A Novel Telemedicine System for Care of Statewide Hand Trauma

Background: Telemedicine is an evolving tool to increase patients’ access to subspecialty care. Since 2014, Arkansas has been utilizing telemedicine in the evaluation of patients with hand injuries. The purpose of this study is to assess the effect of this novel telemedicine system for the management of hand trauma on patient transfer. Methods: We reviewed data from the first year of the telemedicine program (2014) and compared it to data from the year prior (2013). Data collection from both years included number of hand consults and need for transfer. From the 2014 data, we also recorded the use of telemedicine, type of transfer, distance of transfer, and time to disposition. Results: During 2013 (pre-telemedicine), there were 263 hand traumas identified.
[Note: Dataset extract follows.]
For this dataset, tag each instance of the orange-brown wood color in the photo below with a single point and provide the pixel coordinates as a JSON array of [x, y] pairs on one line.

In all, 191 (73%) injuries required transfer to a higher level of care, while 72 (23%) were managed locally. In the first year of the telemedicine program (2014), a total of 331 hand injuries were identified. A total of 298 (90%) resulted in telemedicine consultation with 65% (195) utilizing video encounters. After telemedicine consultation, local management was recommended for 164 injuries (55%) while transfer was recommended for 134 (45%). Using telemedicine, there was a significant decrease in the percentage of transfer for hand injuries (P < .001). Conclusions: The telemedicine program was well utilized and provided patients throughout the state with continuous access to fellowship trained hand surgeons including regions where hand subspecialty care is not available. The program resulted in a significant decrease in the number of hospital transfers for the management of acute hand trauma.